Good evening all. I signed in here at the request of a dear friend AliRah. He must have thought that I have some info worth sharing with you all. ;)

Some of the symptoms and experiences that you have been sharing in this thread are very closely related to SAPHO Syndrome. You can do a google search on SAPHO to find out more.

I'd like to share with you a bit of my own background with the idea of arming you with enough information that will help you aid your doctor(s) in making a correct diagnosis. Either to rule it out or make a positive dx (diagnosis).

SAPHO is an acronym for the following (group of) diseases:
S = sinovitis
A = acne of a particular type (Propionibacterium acne, or P. acnes for short)
P = pustulosis - aka: palmoplantar (sole of foot and palm of hand) pustulosis. (is commonly mistaken for a specific type of psoriasis and mistaken as unusual forms of eczema. (Commonly prescribed or OTC dermatological treatments often fail)
H = hyperostosis - aka: sterno-costo-clavicular hyperostosis
O = Osteomyelitis.

I can tell you that you do NOT have to have all of the above in order to have a diagnosis of SAPHO. 2 yrs ago when the RA that I was referred to could not find an answer, I stumbled across SAPHO on a web-researching effort of my own. I took to him the information that I gathered on SAPHO and he "looked it up." His comment: "You probably do NOT have this syndrome based on the fact that you don't have acne or this or that." 6 months later, I had a sternal biopsy. Pathology was sent to John Hopkins hospital and results came back as "sterno-costo-clavicular hyperostosis." It wasn't until about 3 days after these results were given to me that I finally put my finger on where I had heard of this before. It was in the research that I had taken to my RA just 6 months earlier. Further research found that there are certain symptom criteria that a physician should be aware of in order to spare the patient from excessive and sometimes unnecessary testing and biopsy. A simple CT and MRI can help confirm a diagnosis. Especially when no other cancers, infections, etc are coming up as positive in the blood and other tests. A "hot spot" in the MRI and CT scans that cannot otherwise be explained, might signal a physician of SAPHO or sterno-costo-clavicular hyperostosis. These scans can also show a shadow on the films that look like and have been referred to as a bulls head.

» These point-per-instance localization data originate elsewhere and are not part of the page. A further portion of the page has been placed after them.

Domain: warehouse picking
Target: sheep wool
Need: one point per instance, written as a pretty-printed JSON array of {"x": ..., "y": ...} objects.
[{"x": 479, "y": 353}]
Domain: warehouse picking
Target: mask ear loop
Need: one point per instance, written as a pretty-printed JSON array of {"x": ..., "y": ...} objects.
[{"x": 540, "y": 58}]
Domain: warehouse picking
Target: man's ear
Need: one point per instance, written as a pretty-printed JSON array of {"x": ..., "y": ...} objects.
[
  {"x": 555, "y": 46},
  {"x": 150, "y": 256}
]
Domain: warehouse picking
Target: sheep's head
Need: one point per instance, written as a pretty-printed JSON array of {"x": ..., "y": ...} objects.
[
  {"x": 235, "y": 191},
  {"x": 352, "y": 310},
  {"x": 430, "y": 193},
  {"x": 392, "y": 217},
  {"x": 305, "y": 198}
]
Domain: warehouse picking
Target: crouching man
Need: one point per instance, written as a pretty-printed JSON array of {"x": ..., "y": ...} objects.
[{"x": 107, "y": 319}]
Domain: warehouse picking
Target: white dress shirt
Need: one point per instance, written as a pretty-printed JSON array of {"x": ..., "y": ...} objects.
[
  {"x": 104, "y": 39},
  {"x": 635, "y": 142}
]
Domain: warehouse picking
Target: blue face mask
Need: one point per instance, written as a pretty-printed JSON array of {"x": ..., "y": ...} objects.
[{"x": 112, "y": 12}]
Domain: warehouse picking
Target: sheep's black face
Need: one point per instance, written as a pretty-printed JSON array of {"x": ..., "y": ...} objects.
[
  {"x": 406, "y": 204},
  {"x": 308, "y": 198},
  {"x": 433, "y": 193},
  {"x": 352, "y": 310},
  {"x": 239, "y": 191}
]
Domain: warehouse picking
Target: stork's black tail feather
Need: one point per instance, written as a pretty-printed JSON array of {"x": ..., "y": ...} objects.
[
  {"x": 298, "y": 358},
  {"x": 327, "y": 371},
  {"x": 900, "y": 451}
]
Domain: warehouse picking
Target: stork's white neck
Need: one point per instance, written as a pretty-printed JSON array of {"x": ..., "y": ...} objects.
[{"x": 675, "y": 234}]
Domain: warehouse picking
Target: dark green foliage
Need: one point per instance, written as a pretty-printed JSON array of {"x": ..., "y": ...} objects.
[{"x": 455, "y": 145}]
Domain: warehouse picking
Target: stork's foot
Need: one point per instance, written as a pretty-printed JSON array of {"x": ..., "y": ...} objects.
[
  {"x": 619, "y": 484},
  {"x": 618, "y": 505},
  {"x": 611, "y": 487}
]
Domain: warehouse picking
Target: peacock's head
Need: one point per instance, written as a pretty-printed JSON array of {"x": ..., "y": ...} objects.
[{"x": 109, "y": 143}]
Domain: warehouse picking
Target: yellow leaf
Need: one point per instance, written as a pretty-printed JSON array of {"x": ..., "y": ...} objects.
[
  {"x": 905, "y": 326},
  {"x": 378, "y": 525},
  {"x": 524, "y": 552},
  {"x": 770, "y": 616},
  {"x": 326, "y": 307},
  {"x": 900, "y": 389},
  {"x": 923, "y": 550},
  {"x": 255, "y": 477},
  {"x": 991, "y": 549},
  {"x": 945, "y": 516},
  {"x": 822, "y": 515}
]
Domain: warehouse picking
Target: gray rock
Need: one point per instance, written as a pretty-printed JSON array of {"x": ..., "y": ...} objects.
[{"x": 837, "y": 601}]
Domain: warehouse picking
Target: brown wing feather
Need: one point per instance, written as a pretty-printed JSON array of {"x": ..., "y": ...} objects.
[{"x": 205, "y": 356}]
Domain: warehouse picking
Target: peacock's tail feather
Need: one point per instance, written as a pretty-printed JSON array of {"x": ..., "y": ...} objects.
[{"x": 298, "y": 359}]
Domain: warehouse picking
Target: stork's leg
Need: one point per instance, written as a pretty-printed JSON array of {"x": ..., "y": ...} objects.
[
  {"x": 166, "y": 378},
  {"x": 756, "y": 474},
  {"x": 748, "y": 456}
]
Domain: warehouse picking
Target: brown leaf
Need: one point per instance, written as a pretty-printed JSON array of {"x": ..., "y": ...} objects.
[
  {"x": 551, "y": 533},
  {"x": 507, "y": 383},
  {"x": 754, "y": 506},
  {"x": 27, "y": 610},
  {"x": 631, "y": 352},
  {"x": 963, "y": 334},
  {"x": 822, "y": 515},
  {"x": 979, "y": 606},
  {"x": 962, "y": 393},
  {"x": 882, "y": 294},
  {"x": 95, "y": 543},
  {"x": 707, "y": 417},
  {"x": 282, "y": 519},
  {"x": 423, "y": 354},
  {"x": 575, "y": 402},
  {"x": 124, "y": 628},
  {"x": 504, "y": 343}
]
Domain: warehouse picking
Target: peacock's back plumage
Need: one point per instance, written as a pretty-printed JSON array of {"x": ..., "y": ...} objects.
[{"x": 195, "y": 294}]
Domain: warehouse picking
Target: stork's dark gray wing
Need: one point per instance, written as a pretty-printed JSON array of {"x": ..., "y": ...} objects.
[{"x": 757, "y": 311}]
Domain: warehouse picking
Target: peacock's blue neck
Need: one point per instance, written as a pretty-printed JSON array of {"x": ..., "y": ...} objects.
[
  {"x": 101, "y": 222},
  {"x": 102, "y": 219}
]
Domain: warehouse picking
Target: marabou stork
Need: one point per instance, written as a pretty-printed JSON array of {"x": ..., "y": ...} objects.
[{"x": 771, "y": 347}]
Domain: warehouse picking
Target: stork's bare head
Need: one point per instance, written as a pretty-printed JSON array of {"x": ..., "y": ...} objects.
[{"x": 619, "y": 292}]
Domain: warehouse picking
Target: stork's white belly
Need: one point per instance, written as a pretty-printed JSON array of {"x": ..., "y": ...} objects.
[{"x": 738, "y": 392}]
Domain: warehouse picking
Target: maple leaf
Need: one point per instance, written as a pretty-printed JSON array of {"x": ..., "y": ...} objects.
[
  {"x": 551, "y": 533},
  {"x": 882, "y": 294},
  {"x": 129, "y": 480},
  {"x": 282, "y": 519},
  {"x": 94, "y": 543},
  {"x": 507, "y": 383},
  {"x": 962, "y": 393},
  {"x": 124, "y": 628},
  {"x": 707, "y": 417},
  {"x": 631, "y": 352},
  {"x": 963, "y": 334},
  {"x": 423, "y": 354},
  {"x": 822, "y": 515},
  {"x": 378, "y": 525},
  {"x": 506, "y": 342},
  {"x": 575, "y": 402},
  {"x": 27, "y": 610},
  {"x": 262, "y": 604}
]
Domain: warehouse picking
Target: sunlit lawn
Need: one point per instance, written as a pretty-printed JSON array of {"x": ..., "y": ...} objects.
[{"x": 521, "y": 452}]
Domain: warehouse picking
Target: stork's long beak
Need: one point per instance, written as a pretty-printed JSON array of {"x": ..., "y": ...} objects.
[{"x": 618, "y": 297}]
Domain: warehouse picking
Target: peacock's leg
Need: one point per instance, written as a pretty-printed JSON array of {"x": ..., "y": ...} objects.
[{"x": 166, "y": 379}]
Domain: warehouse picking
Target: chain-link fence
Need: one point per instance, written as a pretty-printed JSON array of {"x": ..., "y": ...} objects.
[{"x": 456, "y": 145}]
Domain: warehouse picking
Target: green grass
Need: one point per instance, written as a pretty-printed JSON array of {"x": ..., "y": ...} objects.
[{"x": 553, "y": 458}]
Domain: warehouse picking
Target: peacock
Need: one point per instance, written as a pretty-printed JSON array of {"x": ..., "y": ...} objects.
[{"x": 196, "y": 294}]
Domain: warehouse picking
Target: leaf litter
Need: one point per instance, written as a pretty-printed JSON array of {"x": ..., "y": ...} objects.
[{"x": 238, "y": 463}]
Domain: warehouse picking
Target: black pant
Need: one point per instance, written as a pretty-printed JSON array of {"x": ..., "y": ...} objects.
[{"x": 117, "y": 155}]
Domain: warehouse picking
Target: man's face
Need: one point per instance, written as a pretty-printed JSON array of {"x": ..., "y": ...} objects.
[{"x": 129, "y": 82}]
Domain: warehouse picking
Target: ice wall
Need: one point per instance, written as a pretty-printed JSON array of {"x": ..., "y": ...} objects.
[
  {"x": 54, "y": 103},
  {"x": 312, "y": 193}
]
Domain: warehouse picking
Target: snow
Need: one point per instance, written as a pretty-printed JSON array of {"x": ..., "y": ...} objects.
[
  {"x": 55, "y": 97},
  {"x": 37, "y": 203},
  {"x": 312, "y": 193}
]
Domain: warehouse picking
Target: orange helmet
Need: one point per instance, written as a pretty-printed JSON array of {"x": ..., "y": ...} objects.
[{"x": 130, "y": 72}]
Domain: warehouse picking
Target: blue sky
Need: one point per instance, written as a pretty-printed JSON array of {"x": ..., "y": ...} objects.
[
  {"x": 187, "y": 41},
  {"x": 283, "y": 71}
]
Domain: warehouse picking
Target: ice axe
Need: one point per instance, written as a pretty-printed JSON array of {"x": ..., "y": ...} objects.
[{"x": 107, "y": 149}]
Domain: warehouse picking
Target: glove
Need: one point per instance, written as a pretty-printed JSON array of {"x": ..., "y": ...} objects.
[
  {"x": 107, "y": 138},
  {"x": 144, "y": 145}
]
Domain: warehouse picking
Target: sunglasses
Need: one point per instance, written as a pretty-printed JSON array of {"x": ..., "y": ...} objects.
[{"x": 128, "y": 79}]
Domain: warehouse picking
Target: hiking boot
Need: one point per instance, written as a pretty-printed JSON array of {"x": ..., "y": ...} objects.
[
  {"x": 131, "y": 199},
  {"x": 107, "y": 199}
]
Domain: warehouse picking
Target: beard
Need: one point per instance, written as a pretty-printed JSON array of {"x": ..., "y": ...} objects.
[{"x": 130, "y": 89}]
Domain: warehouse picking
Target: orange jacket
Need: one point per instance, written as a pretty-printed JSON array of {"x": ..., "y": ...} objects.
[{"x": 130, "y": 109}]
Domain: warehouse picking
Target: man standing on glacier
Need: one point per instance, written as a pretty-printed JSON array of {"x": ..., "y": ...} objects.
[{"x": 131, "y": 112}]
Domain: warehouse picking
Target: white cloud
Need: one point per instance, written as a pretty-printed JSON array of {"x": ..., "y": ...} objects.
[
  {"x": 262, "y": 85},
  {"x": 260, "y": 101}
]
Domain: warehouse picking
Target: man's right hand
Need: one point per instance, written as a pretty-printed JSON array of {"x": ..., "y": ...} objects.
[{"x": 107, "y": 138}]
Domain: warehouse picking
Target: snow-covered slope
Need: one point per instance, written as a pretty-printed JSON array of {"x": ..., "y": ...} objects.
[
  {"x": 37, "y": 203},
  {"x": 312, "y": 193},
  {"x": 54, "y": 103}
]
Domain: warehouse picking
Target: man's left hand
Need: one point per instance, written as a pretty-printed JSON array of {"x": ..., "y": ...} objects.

Darkened areas across the front collar bone, over the shoulders (horns) and down the center of the sternum (face or head of a bull).

Regardless of whether a biopsy should or should not be given in an attempt to confirm SAPHO - I tend to sway towards the "should" side of it. Merely to confirm or rule out the presence of infection in the bone. (IE: osteomyelitis)

Up until my diagnosis, doctors continued to ask me if I had experienced any trauma to my sternum at any time in my life. Yes, I had. But none that fractured the sternum or caused me pain or damage.

I had also been asked to give up my health history for the months or days preceeding the onset of pain in my sternum. I had just gone through a very serious bout of the flu and a cold. When I was feeling better, I had gone outside to shovel snow. Had no problems. 3 days after shoveling snow, I woke up in the morning unable to get out of bed and was in pain. Still, none of the tests could confirm that any of the above was the cause. No fractures, etc.

I saw a sundry of doctors over the course of one year while searching for the one that had all the answers. I visited a cardio thoracic surgeon last. The results: a biopsy with a subsequent diagnosis of SCCH. (short for sterno....). The thoracic surgeon admitted that he had never seen a case of SCCH and I'm sure this boosted his education and field of expertise.

My experiences with SCCH and PPP (palmo-plantar pustulosis):
First notable symptom began in January 2003: PPP on palm of left hand, and soon showing up on the right hand. Dermatologists failed at diagnosis and treatment.

March 2003: Sternal pain. Chair and bed ridden. Pain relievers that worked: Tylenol for Arthritis and Ultracet (a prescription form of a Tylenol and Tramadol mix); Vioxx (which was later removed from the market). Anything stronger like Vicodin and morphine (which was administered after biopsy surgery) offered absolutely no relief. Research has found that many SAPHO sufferers do find better relief from pain via NSAIDs than other more potent forms of prescription pain medications. Why? Because NSAIDs tend to offer relief as anti-inflammatories.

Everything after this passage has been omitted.